If conflicts are not dealt with properly, they can devolve into disputes that undermine the organization’s performance.
Conflict, whether open or submerged, is one of the leading reasons for board member resignations.
CALGARY // 01.18.17
PATRICK CARLSON, ICD.D, founding CEO and a director of Seven Generations Energy Ltd.
MEGHAN HARRIS-NGAE, Ernst & Young’s Western market leader for climate change and sustainability services.
JEFF LEWIS, energy reporter for The Globe and Mail
DENNIS McCONAGHY, author of Dysfunction: Canada After Keystone XL; former executive vice-president at TransCanada Corp.
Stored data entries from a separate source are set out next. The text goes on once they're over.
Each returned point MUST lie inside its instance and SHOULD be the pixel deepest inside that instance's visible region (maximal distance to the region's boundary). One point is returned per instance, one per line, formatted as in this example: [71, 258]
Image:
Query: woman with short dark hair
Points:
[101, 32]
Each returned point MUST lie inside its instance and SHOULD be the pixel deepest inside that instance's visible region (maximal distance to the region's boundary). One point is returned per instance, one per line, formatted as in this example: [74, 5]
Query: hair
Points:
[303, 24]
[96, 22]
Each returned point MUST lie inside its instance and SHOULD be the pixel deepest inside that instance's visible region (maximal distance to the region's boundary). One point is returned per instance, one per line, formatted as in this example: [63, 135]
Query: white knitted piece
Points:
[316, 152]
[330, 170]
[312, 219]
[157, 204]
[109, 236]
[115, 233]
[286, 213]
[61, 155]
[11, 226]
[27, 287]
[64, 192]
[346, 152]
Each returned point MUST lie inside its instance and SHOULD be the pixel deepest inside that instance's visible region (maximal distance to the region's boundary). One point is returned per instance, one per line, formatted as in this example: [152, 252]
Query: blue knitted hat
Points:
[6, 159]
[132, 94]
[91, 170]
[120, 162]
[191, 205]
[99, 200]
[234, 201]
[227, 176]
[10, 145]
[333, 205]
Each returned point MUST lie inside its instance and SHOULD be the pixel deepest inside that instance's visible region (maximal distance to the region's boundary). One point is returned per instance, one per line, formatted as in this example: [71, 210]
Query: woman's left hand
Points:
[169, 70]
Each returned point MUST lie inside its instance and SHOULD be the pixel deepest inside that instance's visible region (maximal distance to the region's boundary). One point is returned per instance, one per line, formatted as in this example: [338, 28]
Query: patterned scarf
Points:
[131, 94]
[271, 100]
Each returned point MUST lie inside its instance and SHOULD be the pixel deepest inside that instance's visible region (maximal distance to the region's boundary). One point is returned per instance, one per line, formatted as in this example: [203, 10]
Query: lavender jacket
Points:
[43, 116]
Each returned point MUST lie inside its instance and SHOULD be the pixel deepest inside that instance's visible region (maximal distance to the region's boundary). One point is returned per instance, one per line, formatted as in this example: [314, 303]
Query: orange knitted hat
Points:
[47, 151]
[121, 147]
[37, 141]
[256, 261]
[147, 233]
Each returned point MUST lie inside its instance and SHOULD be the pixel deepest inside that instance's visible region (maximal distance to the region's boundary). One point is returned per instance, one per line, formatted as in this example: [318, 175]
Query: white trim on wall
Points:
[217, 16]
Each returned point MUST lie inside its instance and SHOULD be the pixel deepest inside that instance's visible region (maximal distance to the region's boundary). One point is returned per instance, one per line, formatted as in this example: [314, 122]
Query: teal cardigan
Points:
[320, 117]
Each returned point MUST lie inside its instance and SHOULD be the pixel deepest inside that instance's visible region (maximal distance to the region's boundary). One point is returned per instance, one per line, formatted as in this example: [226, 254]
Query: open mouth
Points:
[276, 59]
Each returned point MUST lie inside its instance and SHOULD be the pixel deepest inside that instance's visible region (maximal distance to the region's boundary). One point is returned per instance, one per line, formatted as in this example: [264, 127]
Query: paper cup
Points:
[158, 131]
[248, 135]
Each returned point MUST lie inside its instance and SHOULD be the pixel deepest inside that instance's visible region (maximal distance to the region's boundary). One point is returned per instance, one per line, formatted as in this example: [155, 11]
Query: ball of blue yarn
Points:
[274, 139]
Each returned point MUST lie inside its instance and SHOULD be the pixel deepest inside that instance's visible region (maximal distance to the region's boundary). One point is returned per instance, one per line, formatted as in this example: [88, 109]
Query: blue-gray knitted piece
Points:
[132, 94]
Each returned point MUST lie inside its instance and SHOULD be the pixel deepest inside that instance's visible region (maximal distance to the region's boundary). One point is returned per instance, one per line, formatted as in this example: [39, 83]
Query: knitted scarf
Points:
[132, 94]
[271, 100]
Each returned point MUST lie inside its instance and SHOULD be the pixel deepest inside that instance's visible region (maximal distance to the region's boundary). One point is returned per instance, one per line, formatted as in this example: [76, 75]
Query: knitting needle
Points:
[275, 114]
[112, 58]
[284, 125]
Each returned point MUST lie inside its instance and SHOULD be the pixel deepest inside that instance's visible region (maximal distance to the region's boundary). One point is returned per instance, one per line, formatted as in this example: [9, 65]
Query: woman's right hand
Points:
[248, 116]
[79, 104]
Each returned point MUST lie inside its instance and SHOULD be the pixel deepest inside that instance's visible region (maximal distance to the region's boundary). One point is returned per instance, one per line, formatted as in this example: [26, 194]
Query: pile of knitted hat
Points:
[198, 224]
MODERATOR: BETH REIMER-HECK, QC, ICD.D, lawyer at Borden Ladner Gervais LLP and a member of the executive committee of the ICD’s Calgary chapter.
Corporate social responsibility and social licence involve engagement with stakeholders on a personal level by executives. Without them, a company cannot achieve its business goals.
Management must understand where climate policy is going, ideally framed in terms of carbon pricing, to make informed strategic decisions.
Canada faces a significant challenge to be able to sustain its current policy intentions on climate while maintaining reasonable competitive alignment with the United States.
Boards have a fiduciary duty to address the effect of the move toward a low-carbon future, regardless of government policy.
Boards should balance the risks they can control (such as investments in technology) with those they cannot (such as government policy).
LONDON AND KITCHENER, ONT. // 29.11.16 to 30.11.16
Thinking strategically and creatively
MICHELLE BALDWIN, member of the board of the Ontario Nonprofit Network, executive director of Pillar Nonprofit Network.
BILL DAVIDSON, executive director, Langs Community Health Centre.
JOHN HEBDEN, managing partner, Bigger Picture Solutions Inc.
MODERATOR: HARRY JOOSTEN, ICD.D, secretary for ICD’s Southwestern Ontario Chapter.
Photos: Greg Fulmes in Calgary
Include those served by the organization (for instance, customers, patients, members and employees) at the strategy table.
A strategic plan is a partnership between the board and management. From the strategic plan, develop an action plan to show how the board will contribute.
Evaluate the capabilities of the organization to execute the plan, and identify any gaps to fill.
Ensure the plan includes a balance between risk taking and innovation.
Employ an experienced facilitator to keep strategic discussions focused.
At the end of each board meeting, ask the question, “How did we serve our members or customers today?”